Jusqu'au 21 janvier, le siège du parti communiste à Paris accueille l'exposition « Libres comme l'art » : 120 œuvres qui racontent une double histoire, celle de l'art au XXe siècle et celle du lien entre les artistes et le parti. Enlarge your Paris s'est entretenu avec l'une des deux commissaires de l'exposition, Yolande Rasle.

D’où viennent les œuvres que vous présentez ? Est-ce la première fois qu’on peut les voir réunies ?

Yolande Rasle : L’exposition « Libres comme l’art » présente environ 120 œuvres issues de diverses collections, notamment celle de la Fédération de Paris et du parti communiste (PCF), que nous avons réunies pour célébrer le centenaire du parti [retardée d’un an en raison du Covid, NDLR]. Dans cette exposition, nous avons souhaité faire dialoguer les événements politiques et sociaux avec les courants artistiques. Il fallait recontextualiser les trésors culturels appartenant au PCF, mais aussi les enrichir avec des œuvres empruntées qui donneraient une lecture plus juste du travail des artistes et des mouvements artistiques auxquels ils étaient rattachés.

L’exposition couvre un siècle de production picturale en France. Qu’y trouve-t-on comme artistes et comme grands courants artistiques ?

Nous avons découpé l’exposition en chapitres, ce qui n’a guère été facile car les étiquettes en art sont souvent floues. En dehors des pionniers de l’art moderne comme Duchamp, Léger, Picasso, Giacometti, Masson, Fautrier et Matta, nous présentons des œuvres qui relèvent des deux grands courants qui s’affrontent entre les années 1930 et 1950 et même au-delà : le réalisme et l’abstraction. Pour le premier, nous englobons aussi bien le réalisme social (Iché, Fougeron, Pignon, Gromaire, Taslitzky, Tal Coat) que la nouvelle figuration qui recouvre la jeune peinture (Buraglio, Olivier O. Olivier), la figuration narrative (Rancillac, Télémaque, Erro, Arroyo, Monory, Aillaud, Klasen), les nouveaux réalistes (César, Villeglé, Brusse), la coopérative des Malassis (Cueco, Latil, Parré, Zeimert, Fleury, Tisserand) et la figuration libre (Di Rosa). Le second courant concerne les abstractions géométriques (Herbin, Leppien, Dewasne, Claisse, Satoru) et lyriques (Messagier, Marfaing, Kijno, Bellegarde). Nous exposons aussi les photographies de Darzacq, Delorieux, Lejarre, Pignon-Ernest ainsi que les sculptures de Féraud et Viseux.

Les œuvres exposées étaient-elles des commandes du parti ou des cadeaux d’artistes militants ?

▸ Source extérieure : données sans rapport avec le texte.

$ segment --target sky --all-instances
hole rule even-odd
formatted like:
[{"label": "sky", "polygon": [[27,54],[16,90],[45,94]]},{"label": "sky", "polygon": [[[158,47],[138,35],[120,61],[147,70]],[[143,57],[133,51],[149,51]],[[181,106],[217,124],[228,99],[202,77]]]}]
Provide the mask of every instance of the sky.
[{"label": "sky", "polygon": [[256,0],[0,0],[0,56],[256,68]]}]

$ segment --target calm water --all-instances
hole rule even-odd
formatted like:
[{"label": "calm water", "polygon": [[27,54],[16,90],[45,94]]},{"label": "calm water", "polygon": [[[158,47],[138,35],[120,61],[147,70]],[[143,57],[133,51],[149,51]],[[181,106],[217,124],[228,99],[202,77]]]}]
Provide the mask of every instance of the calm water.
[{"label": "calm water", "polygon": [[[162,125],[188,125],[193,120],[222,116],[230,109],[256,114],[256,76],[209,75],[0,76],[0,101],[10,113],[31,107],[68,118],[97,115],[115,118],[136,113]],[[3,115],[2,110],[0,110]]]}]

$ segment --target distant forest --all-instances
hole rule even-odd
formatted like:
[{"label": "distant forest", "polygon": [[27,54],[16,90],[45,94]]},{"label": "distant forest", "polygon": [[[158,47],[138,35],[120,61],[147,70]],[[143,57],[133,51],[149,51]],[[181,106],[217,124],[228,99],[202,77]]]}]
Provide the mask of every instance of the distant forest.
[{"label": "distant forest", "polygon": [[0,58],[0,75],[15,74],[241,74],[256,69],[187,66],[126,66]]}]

Il y a eu des commandes de la part du parti. Mais la majorité des œuvres ont été données par les artistes pour aider le parti à un moment clé de son histoire, ou pour la Fête de l’Humanité qui a autrefois présenté de grandes expositions. Les artistes devaient réaliser des lithographies qui étaient tirées en plusieurs exemplaires et vendues au profit du PCF. Il ne faut pas oublier non plus les éditions. Le dialogue entre artistes et écrivains a donné lieu à de magnifiques publications.

Pourquoi le PCF, sans doute plus que les autres partis en France, était-il aussi intéressé par l’art, du cinéma à la peinture ?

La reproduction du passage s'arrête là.